Building an estate plan requires a clearly marked paper trail so that your wishes can be followed. Organizing everything beforehand ensures that these end-of-life allocations are doled out in a timely and fair manner. Here’s what you’ll need.
Last Will and Testament
Wills are the most well-known of these documents, providing an official road map for where your belongings will go. Beyond describing who will receive your assets, the last will and testament also designates a manager to settle your estate and a legal guardian for any minor children. Otherwise, a court will make these appointments.
Power of Attorney
Unfortunately, our deaths are sometimes preceded by lengthy illnesses. A durable power of attorney ensures that your estate is cared for, even if you are incapacitated late in life. Your designee will make sure bills are paid, manage investments and attend to other daily responsibilities so that these things don’t become an issue in death.

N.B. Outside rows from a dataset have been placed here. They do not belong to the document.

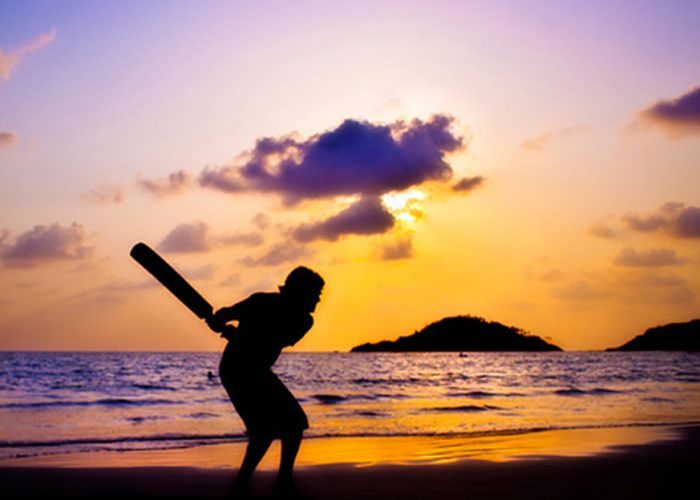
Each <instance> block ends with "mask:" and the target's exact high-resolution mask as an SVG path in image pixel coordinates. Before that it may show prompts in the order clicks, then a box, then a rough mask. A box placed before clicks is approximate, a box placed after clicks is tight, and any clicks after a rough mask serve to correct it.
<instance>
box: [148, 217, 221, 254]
mask: <svg viewBox="0 0 700 500" xmlns="http://www.w3.org/2000/svg"><path fill="white" fill-rule="evenodd" d="M208 233H209V226H207V225H206V224H205V223H204V222H193V223H182V224H178V225H177V226H175V228H174V229H173V230H172V231H170V232H169V233H168V234H167V236H166V237H165V238H163V241H161V242H160V243H159V244H158V247H157V248H158V249H159V250H161V251H163V252H172V253H194V252H206V251H207V250H209V249H210V248H211V244H210V243H209V234H208Z"/></svg>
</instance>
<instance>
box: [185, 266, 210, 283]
mask: <svg viewBox="0 0 700 500" xmlns="http://www.w3.org/2000/svg"><path fill="white" fill-rule="evenodd" d="M180 273H181V274H182V275H183V276H184V277H185V278H187V279H188V280H191V281H206V280H209V279H211V278H213V277H214V274H215V273H216V266H214V265H212V264H205V265H203V266H199V267H194V268H184V269H180Z"/></svg>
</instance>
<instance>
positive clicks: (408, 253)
mask: <svg viewBox="0 0 700 500" xmlns="http://www.w3.org/2000/svg"><path fill="white" fill-rule="evenodd" d="M412 256H413V240H412V239H411V238H410V237H403V238H400V239H398V240H396V241H394V242H391V243H387V244H385V245H384V246H383V247H382V248H381V252H380V258H381V259H382V260H400V259H408V258H410V257H412Z"/></svg>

You can set up an immediate power of attorney, if you are have pending surgery or are facing worsening health issues. A so-called “springing” power of attorney doesn’t become active until you are unable to handle your own affairs — but it isn’t available in all states.
Letter of Instruction
This is not legally required, or in any way binding, but it might be a good idea. A letter of instruction provides larger context for your wishes, while also directing the executor and your remaining family to important paperwork and other belongings. For instance, you might outline where your safe-deposit box is located, along with the key and a list of all contents. Some choose to discuss preferences for funeral and burial, and the names of anyone else who should be notified. Feel free to prepare this letter yourself, while an attorney should handle other necessary estate-planning documents.
Why It’s Important
Legal documents provide a platform for your decisions to be heard. You won’t be around to protect your belongings or justify your personal choices. This paperwork becomes your voice, while easing the responsibilities — and perhaps even the pain — for those left behind. Complex determinations about distribution of possessions and final issues with your finances will be fixed and approved, allowing everyone else to move on with grieving.